The other suspect, 28-year-old Trevel Parris, is also facing multiple charges in connection to the incident.
Video showed Officer David Afanador performing the banned chokehold last month in Rockaway Beach as police were trying to arrest Bellevue, who they say was threatening them.
Afanador has since turned himself in to the Queens District Attorney's Office in Kew Gardens. The 39-year-old is charged with strangulation and attempted strangulation.
Bodycam video shows officers engaging with a group of men on the boardwalk for more than 10 minutes, with the group taunting and cursing the officers, all while recording.
WATCH: Police bodycam footage of the arrest:
After his arrest, Bellevue could be heard saying he's bipolar.
Officer Afanador was immediately suspended without pay, but the new Eric Garner Anti-Chokehold Act calls for anyone who does the maneuver to be charged.
During a brief arraignment, the defense entered a not guilty plea on Afanador's behalf. He faces seven years in prison if convicted.
Afanador was released on his own recognizance and ordered to surrender his passport and stay away from Bellevue.
"The ink from the pen Gov. Cuomo used to sign this legislation was barely dry before this officer allegedly employed the very tactic the new law was designed to prohibit," Queens District Attorney Melinda Katz said. "Police officers are entrusted to serve and protect, and the conduct alleged here cannot be tolerated. This police officer is now a defendant and is accused of using a chokehold, a maneuver we know has been lethal."

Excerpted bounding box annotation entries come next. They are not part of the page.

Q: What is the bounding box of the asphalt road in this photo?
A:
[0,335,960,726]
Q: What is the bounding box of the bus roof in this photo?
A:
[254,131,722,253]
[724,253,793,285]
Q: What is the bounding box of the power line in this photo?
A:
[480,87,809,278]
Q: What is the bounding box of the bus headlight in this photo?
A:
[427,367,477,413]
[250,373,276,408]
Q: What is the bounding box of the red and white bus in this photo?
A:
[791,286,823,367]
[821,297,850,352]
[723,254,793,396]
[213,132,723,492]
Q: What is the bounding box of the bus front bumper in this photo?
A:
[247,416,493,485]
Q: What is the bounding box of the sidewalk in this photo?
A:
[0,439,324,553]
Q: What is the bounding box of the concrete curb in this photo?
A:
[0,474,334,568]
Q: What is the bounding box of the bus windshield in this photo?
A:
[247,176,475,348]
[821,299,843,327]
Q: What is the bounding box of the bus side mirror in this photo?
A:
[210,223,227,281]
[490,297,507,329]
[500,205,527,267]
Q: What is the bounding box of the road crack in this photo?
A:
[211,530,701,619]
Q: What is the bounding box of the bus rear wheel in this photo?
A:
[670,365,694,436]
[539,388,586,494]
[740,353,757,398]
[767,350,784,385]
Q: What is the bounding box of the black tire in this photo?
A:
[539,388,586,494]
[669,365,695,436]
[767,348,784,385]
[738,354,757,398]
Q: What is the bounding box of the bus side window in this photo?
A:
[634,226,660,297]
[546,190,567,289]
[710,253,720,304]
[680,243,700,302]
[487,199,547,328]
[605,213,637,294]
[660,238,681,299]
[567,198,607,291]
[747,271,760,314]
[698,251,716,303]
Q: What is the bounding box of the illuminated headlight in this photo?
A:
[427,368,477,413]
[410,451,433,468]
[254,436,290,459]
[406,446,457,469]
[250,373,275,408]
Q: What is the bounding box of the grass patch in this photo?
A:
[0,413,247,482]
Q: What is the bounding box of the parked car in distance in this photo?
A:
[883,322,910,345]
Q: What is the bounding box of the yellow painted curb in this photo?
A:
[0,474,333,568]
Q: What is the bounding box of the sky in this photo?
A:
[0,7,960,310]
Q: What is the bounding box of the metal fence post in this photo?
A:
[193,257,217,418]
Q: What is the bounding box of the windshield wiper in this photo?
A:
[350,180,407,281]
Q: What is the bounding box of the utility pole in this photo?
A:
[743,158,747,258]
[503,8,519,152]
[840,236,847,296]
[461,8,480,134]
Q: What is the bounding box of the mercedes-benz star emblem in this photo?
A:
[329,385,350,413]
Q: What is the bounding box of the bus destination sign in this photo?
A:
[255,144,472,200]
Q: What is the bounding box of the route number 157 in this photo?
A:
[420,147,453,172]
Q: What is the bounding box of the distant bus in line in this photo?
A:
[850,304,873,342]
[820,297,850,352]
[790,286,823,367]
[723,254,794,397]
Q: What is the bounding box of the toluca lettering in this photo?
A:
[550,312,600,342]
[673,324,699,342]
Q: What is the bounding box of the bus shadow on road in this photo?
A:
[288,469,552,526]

Defense attorney Stephen Worth said Afanador would fight the charges "vigorously."
"Even under the most difficult of circumstances, this maneuver, this kind of action, is exactly the kind of police conduct that the NYPD has banned and our State Legislature criminalized," Katz said.
Afanadaor has had eight complaints against him in the past. In 2016, he was acquitted of a felony assault charge during a different arrest.
Katz declined to prosecute Bellevue in connection to the incident that led to the chokehold.